Brasileiro morto na guerra da Ucrânia buscava custear tratamento da filha com salário de combatente, diz viúva
Tiago Rodrigues Marques, gaúcho morto por ataque a drone na Ucrânia Arquivo pessoal Um brasileiro de 41 anos que morreu em um ataque de drone na Ucrânia havia retornado ao país para tentar obter recursos para o tratamento da filha de 5 anos, que tem transtorno do espectro autista, segundo a esposa.
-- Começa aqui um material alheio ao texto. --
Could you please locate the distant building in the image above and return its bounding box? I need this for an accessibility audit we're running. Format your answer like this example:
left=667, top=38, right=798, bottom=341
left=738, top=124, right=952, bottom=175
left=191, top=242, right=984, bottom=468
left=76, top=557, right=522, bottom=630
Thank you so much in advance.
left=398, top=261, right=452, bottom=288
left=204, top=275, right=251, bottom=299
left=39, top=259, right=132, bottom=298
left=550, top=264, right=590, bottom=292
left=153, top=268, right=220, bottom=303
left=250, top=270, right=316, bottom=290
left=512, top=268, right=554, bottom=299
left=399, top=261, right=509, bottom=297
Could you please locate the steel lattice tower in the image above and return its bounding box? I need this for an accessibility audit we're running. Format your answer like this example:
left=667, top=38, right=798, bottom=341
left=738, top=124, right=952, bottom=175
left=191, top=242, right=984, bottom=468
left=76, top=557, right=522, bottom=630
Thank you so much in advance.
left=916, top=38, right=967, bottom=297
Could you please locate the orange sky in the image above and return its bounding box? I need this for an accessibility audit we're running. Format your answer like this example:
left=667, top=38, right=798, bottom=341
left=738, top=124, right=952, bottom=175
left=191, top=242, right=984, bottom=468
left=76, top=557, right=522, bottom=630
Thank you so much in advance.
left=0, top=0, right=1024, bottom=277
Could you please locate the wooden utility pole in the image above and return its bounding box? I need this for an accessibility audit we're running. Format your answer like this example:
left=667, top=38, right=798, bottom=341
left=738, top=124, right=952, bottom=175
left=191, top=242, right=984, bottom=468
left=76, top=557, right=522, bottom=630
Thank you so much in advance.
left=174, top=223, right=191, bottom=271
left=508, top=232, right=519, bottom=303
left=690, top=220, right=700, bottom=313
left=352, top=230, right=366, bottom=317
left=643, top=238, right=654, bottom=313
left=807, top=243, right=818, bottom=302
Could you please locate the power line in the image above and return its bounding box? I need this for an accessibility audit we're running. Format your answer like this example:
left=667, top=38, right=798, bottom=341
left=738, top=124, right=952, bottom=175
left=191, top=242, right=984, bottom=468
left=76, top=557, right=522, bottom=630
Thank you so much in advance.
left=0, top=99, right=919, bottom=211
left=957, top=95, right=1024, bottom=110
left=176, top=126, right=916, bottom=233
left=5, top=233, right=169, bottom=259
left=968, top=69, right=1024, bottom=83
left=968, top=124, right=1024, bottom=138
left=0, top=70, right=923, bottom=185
Morador de Gravataí, na Região Metropolitana de Porto Alegre, ele estava na região de Donbas e morreu em 24 de agosto, dia do aniversário dele.
Tiago Rodrigues Marques estava na Ucrânia desde março.
A esposa, Marili Rodrigues, de 40 anos, afirma que ele voltou ao país após receber uma promessa de remuneração.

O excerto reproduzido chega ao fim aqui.